Some 750,000 Royal Caribbean passengers embark and disembark cruise ships at PortMiami annually, representing roughly 15 percent of the port’s overall passenger traffic.
However, with the new terminal, Royal Caribbean wants to boost that number to 2-million. Such plans, if carried out, would make PortMiami the largest cruise port in the United States for Royal Caribbean.
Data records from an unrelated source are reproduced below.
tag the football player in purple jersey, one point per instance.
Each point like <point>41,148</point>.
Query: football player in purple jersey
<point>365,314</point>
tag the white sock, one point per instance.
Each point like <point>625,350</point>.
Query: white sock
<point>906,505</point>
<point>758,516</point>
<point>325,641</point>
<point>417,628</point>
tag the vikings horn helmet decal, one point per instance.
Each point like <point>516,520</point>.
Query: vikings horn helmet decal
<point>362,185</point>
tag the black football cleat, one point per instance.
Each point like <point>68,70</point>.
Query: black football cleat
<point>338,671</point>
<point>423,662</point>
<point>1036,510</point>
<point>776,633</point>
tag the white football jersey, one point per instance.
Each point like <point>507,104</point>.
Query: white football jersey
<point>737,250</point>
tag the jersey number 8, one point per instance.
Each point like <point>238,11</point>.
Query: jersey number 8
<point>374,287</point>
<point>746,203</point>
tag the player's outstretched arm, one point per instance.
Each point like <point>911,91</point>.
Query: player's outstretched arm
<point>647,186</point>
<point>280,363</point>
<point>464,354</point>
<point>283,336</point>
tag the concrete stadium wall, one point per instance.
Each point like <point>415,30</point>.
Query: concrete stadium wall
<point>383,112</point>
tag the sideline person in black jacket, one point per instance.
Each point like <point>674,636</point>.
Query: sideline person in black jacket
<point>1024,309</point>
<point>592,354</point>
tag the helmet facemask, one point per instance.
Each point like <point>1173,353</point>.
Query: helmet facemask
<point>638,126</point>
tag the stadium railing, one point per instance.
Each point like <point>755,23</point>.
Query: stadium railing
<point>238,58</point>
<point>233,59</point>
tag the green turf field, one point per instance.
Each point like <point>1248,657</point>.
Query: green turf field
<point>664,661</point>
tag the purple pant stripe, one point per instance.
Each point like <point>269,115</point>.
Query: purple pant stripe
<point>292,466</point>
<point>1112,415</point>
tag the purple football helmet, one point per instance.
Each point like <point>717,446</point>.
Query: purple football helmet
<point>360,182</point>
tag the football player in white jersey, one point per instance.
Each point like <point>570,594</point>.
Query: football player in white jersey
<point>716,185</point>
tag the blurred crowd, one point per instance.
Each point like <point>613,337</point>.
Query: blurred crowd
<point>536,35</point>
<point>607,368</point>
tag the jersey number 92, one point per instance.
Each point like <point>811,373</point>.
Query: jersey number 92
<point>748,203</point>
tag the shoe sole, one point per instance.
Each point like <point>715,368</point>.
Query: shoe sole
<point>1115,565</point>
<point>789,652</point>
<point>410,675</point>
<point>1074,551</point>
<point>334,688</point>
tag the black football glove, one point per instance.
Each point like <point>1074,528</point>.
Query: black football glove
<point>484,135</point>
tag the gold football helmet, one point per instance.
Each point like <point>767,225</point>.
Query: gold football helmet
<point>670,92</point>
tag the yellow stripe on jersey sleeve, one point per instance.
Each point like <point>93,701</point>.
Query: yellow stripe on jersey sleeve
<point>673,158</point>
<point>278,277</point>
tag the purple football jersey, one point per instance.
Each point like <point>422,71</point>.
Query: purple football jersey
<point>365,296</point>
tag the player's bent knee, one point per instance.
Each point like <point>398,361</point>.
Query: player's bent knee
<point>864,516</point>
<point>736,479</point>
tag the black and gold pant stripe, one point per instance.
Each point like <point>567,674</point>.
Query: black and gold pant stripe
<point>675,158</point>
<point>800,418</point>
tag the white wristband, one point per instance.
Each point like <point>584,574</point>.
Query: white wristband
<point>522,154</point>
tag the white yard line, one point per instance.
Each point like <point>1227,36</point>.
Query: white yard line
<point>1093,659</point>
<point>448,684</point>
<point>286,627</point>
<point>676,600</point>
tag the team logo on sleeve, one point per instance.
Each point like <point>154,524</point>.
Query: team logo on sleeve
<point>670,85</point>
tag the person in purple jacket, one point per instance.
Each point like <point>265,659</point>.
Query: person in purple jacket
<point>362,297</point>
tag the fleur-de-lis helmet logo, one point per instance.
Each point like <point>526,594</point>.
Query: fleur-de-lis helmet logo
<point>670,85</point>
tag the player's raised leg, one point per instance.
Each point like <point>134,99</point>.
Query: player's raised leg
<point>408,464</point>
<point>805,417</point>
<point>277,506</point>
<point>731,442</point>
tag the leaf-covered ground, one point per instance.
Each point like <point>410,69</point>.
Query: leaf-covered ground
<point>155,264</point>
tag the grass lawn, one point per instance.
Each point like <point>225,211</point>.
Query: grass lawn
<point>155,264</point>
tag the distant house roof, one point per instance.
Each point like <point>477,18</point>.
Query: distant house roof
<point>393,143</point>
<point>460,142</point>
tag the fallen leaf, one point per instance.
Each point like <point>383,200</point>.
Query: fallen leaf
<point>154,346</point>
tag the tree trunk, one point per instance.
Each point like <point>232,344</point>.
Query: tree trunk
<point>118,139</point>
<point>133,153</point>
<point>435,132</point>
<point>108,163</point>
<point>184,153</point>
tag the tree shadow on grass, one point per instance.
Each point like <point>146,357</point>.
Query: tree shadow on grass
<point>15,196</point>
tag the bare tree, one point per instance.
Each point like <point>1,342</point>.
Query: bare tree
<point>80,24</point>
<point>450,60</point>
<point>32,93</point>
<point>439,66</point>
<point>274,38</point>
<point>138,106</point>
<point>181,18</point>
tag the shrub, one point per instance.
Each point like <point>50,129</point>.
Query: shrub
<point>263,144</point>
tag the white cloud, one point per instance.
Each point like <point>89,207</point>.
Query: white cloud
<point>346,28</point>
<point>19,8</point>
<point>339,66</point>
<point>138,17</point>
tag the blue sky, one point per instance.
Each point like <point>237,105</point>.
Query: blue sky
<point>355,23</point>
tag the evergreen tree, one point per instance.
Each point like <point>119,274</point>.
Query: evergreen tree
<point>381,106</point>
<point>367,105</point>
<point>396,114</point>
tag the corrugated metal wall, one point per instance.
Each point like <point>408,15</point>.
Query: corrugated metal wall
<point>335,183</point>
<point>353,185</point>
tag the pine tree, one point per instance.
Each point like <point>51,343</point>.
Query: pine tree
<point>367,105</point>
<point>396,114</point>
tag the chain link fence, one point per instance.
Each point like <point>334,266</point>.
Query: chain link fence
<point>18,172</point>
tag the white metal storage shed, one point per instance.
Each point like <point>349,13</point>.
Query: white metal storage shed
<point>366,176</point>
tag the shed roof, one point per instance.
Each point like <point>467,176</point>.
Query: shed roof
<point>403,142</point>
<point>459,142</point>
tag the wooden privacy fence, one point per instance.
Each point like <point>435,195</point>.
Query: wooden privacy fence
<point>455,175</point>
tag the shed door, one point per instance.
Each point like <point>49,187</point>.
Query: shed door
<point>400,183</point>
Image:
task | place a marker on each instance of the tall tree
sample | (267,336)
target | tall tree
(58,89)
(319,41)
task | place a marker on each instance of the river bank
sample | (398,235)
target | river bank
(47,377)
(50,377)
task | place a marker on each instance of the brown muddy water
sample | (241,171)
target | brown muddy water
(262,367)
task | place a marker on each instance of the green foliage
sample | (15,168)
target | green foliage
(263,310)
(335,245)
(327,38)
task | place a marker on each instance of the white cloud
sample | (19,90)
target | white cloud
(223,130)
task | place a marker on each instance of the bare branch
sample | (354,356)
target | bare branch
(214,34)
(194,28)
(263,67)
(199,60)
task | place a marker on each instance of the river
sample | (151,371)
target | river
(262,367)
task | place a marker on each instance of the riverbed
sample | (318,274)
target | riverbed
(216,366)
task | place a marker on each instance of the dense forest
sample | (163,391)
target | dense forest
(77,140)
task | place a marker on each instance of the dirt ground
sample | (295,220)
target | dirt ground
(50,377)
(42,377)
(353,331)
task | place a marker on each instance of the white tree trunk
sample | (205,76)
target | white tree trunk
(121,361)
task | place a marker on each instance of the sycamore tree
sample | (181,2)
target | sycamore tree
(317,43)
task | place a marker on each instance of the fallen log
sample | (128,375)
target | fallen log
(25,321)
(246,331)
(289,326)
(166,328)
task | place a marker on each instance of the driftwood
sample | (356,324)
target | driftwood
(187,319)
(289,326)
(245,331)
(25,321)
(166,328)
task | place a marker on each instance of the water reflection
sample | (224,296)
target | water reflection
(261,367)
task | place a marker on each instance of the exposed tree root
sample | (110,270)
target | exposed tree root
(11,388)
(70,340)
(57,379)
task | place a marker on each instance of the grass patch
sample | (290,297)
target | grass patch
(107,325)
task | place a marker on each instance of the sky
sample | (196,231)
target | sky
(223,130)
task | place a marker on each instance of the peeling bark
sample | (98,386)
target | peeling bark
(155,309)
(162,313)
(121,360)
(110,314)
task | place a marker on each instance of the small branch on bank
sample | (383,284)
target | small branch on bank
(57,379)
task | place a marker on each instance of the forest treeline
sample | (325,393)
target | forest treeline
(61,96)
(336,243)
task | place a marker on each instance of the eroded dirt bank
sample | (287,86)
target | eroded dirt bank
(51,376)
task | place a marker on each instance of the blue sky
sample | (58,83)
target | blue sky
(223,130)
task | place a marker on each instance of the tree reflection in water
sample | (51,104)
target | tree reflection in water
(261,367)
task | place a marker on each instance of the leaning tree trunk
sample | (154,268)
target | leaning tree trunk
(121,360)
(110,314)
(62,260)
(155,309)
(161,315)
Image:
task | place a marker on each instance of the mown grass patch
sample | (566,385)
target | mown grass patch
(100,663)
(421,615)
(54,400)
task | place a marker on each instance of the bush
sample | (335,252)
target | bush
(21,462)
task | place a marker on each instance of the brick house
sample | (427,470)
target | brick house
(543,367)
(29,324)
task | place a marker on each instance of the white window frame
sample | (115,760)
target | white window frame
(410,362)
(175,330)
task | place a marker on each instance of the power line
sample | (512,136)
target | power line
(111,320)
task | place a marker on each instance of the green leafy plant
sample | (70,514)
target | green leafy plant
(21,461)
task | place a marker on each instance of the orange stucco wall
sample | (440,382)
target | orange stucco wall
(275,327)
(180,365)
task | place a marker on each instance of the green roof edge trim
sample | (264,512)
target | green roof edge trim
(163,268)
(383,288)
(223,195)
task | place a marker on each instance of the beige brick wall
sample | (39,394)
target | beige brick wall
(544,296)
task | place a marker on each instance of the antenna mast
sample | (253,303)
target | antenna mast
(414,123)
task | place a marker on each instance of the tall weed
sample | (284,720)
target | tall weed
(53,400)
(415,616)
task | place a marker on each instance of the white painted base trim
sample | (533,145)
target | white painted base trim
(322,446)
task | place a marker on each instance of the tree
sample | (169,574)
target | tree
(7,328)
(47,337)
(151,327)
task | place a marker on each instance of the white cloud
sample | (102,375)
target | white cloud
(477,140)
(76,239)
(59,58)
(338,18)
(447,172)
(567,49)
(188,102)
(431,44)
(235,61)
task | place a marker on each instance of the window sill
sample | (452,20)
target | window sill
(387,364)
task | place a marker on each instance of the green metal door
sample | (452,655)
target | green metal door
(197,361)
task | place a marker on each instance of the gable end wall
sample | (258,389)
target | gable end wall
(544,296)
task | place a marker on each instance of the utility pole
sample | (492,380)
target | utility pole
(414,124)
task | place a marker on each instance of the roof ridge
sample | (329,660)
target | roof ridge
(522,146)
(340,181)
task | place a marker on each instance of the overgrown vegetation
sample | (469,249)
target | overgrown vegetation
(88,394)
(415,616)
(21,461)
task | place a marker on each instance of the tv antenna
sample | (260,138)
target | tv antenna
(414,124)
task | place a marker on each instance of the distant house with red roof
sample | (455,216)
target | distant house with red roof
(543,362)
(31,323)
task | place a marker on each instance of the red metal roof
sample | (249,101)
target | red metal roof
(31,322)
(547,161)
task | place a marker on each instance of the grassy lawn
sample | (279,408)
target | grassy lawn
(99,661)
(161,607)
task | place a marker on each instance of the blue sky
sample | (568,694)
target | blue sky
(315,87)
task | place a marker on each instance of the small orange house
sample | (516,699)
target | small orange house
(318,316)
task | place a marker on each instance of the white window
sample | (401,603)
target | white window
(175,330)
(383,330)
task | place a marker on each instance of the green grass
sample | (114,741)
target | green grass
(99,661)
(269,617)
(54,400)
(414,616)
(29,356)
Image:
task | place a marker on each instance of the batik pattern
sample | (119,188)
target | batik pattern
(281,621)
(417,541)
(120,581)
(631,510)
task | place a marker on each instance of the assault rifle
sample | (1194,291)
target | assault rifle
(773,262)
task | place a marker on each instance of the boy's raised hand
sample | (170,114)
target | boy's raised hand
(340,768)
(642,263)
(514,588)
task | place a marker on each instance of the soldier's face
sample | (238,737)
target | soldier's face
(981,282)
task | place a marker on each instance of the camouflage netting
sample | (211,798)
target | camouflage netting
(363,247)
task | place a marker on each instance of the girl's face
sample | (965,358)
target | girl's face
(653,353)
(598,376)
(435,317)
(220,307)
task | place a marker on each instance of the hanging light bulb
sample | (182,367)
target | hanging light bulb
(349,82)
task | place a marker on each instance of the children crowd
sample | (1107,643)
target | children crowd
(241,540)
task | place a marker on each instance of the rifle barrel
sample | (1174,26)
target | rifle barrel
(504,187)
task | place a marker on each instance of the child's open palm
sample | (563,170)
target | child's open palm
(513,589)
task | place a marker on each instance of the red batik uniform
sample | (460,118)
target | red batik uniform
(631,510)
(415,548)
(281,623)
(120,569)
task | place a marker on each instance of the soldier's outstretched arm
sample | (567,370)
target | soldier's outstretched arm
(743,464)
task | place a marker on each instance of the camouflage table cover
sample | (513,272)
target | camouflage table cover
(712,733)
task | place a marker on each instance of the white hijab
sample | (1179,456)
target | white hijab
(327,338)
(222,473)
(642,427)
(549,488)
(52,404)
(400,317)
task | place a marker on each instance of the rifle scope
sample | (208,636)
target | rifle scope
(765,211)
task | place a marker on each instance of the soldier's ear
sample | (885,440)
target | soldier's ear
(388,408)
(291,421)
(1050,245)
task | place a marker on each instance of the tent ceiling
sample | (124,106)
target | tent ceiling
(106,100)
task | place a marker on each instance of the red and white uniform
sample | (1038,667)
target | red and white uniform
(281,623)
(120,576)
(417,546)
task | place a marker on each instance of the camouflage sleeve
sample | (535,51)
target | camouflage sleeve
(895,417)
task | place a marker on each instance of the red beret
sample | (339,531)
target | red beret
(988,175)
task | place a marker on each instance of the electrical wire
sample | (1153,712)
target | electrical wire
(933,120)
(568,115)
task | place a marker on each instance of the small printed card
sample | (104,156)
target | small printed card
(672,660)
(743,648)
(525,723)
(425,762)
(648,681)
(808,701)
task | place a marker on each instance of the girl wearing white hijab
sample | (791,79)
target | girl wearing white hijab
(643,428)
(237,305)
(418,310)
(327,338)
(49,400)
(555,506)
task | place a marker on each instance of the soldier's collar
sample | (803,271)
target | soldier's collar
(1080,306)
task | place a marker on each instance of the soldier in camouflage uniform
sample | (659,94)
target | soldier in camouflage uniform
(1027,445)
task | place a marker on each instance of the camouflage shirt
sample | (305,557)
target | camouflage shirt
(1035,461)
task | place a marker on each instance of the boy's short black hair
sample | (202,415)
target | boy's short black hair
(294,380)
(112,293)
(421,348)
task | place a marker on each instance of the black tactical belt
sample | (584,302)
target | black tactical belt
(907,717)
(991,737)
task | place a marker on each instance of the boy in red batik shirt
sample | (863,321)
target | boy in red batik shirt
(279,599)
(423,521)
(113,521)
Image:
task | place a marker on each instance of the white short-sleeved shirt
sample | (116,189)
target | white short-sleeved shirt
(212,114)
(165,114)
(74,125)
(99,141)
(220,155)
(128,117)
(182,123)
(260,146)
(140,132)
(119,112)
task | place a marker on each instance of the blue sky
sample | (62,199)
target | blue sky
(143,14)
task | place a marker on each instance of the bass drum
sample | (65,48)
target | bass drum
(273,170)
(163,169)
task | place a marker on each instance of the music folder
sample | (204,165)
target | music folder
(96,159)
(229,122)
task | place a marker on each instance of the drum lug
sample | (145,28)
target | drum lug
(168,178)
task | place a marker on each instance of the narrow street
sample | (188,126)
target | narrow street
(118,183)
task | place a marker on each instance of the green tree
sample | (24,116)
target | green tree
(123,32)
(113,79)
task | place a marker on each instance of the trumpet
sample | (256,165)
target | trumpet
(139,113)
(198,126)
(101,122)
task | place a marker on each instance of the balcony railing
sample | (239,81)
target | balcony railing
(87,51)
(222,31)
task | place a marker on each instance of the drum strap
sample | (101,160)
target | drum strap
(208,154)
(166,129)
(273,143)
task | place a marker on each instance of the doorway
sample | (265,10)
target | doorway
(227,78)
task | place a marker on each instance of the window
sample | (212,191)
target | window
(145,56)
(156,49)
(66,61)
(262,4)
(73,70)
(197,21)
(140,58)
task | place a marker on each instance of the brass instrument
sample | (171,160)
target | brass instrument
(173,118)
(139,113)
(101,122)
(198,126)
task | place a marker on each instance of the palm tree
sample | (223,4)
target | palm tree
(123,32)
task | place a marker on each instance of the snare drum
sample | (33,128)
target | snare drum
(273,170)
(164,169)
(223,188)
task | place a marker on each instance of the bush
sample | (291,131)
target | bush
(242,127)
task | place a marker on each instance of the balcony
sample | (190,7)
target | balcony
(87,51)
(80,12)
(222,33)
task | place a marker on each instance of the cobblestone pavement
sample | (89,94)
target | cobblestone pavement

Terminal A is LEED certified and has leveraged new technologies to enhance the waiting areas and boarding experience of guests, enabling the 6,000-passenger Oasis-class cruise ships to board passengers at the same speed as a mid-size vessel.
A running complaint regarding the world’s largest cruise ship class is that embarkation and disembarkation takes much longer than on most other large cruise ships. This is largely due to port infrastructure that cannot handle the larger volume of passengers.
The external design of the terminal evokes the points in the brand’s crown and anchor logo when viewed from the water; the ‘M’ of Miami when viewed from the east or western approaches; and a sense of waves rising or ships passing when viewed from the terminal side.